What's sad, Floyd, is that I hear people who are 26 or 27 years old, who have been in the industry all of 4 or 5 years, saying the same things you and Dave Rand are saying. How much worse can things get before we all move on to other things?

Anonymous said...

What's sad, Floyd, is that I hear people who are 26 or 27 years old, who have been in the industry all of 4 or 5 years, saying the same things you and Dave Rand are saying. How much worse can things get before we all move on to other things?

They can get worse. Look at the non-unionized VFX industry.

Too many of my VFX co-workers have no health insurance. I remember one uninsured kid struggling to breathe for 15 minutes on a street corner because he couldn't afford his $300/month Advair. Another uninsured VFX artist died at 55 because of liver failure. I don't know if insurance would have saved him or not, but insurance might have helped him catch and treat the problem earlier. Another uninsured American VFX artist lost his eyesight when his kidney failure went untreated for a long period of time (long story).

Some VFX artists have health insurance, but it's often inadequate coverage. I knew a VFX artist with a heart condition who spent two years tracking down a surgeon who would accept his wife's health insurance plan. The insurance paid 75% of the costs of the $400,000 procedure, leaving him with $100,000 in medical bills. Another VFX artist lost a wife to cancer. Her treatment cost $1.5 million, and his insurance did not cover all of that, either.

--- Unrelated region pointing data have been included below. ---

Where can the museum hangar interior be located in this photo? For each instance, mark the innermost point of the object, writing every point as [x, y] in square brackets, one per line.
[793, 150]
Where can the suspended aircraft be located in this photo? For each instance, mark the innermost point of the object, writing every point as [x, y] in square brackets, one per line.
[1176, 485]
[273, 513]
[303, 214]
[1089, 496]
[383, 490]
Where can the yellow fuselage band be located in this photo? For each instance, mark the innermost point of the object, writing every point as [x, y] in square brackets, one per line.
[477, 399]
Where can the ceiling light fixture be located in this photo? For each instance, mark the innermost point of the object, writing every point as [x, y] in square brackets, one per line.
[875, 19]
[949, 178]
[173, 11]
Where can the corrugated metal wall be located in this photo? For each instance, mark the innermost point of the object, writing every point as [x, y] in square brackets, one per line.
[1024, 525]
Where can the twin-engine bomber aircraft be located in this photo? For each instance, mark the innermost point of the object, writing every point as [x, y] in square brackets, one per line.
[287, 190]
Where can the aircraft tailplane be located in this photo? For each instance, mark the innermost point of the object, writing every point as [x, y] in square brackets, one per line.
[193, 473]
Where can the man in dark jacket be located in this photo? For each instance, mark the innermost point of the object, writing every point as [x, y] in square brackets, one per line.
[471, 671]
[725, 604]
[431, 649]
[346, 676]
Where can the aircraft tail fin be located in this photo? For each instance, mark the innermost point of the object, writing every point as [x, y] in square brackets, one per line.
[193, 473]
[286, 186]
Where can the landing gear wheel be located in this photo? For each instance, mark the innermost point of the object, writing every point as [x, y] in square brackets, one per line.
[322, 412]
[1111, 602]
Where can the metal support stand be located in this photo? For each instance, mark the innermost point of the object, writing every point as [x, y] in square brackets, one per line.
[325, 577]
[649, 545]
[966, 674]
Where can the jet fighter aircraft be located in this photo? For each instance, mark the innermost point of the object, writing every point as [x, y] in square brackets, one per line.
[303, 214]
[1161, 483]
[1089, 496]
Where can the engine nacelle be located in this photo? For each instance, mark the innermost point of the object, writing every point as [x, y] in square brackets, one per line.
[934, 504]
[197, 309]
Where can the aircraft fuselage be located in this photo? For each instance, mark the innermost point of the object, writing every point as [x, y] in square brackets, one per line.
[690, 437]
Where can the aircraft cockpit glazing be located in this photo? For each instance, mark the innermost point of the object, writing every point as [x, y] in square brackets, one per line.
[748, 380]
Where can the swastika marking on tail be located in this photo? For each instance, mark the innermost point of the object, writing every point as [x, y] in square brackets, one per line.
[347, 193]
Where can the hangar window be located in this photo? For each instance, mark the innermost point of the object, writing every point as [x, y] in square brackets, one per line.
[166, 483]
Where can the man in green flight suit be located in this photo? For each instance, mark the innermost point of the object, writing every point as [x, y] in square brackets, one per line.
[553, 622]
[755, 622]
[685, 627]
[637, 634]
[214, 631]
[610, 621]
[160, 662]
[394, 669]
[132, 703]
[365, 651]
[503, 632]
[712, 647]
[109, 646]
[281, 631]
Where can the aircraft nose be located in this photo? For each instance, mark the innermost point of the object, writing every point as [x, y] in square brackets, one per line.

Then there's all the VFX artists who have nothing saved for retirement. Either they focus solely on their art and don't think about retirement, or they emptied out their retirement accounts to survive long periods of unemployment. I've met artists in their late 40's and early 50's who live paycheck to paycheck, with nothing set aside for retirement. Few VFX shops offer 401(k) benefits. Most VFX artists will have to live solely on Social Security checks in their dotage.

There's no paid sick days, so any time someone gets sick they drag themselves into work and infect the rest of the studio. There's no paid vacation days and no severance pay. It's 10-hour days standard + one unpaid lunch hour, but I've seen compositors pulling 14-hour days and seven-day weeks for long stretches. I've seen VFX artists work over 24 hours without sleep just to make deadline.

The work is less steady than the animation industry. We're hired for however long the project lasts. It could last anywhere for one hour to one day to one year. Whenever the client checks stop coming into the studio, I've had unpaid "vacations" that lasted one or two months.

I honestly don't know where or if I will be working after my current project wraps at the end of this year. In the past 10 years I've worked at over 10 studios and over 20 projects, with unemployment that lasted anywhere from one weekend to 18 months.

Given all that, I see the unionized animation industry as a serious quality-of-life upgrade to the VFX industry. The "2-4 month contract" that Dave Rand mentioned sure sounds more stable than the gigs I've got now. Plus, those 839 jobs come with three pensions and health insurance that offers decent coverage.